Paper:
Semi-Automatic Dataset Generation for Object Detection and Recognition and its Evaluation on Domestic Service Robots
Yutaro Ishida and Hakaru Tamukoh
Kyushu Institute of Technology
2-4 Hibikino, Wakamatsu-ku, Kitakyushu, Fukuoka 808-0196, Japan
This paper proposes a method for the semi-automatic generation of a dataset for deep neural networks to perform end-to-end object detection and classification from images, which is expected to be applied to domestic service robots. In the proposed method, the background image of the floor or furniture is first captured. Subsequently, objects are captured from various viewpoints. Then, the background image and the object images are composited by the system (software) to generate images of the virtual scenes expected to be encountered by the robot. At this point, the annotation files, which will be used as teaching signals by the deep neural network, are automatically generated, as the region and category of the object composited with the background image are known.

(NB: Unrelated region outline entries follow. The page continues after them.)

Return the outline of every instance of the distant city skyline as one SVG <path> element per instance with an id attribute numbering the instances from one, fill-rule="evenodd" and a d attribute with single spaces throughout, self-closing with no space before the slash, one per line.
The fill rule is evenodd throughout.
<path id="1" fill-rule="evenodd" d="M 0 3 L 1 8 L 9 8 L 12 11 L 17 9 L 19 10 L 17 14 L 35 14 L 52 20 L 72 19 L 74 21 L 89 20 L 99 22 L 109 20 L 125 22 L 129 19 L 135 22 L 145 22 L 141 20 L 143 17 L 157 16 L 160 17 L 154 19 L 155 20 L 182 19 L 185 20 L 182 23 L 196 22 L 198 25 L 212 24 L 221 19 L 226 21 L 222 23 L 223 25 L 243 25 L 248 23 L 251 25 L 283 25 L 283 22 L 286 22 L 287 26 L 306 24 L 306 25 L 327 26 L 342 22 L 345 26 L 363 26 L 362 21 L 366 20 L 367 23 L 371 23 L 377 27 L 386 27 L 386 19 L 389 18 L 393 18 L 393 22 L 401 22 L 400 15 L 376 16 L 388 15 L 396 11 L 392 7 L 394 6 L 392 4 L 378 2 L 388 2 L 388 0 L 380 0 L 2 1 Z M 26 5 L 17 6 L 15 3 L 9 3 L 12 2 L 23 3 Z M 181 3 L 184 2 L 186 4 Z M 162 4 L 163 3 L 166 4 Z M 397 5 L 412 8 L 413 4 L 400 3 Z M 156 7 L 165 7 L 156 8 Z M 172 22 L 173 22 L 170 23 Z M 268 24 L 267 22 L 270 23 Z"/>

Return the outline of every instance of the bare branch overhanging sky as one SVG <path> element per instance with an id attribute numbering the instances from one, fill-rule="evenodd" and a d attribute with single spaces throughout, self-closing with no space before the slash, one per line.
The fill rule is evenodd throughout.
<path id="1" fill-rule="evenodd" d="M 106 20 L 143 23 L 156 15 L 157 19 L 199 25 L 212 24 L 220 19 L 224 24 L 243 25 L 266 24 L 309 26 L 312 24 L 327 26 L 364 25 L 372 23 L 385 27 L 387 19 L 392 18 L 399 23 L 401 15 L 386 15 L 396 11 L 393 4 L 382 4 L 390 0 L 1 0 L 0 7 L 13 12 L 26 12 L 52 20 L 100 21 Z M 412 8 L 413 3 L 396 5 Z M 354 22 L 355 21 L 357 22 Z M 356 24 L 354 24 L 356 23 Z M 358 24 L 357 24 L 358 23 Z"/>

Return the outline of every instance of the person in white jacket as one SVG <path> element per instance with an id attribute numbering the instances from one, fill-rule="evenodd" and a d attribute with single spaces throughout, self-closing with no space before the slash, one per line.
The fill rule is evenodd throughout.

This reduces the human workload for dataset generation. Experiment results showed that the proposed method reduced the time taken to generate a data unit from 167 s, when performed manually, to 0.58 s, i.e., by a factor of approximately 1/287. The dataset generated using the proposed method was used to train a deep neural network, which was then applied to a domestic service robot for evaluation. The robot was entered into the World Robot Challenge, in which, out of ten trials, it succeeded in touching the target object eight times and grasping it four times.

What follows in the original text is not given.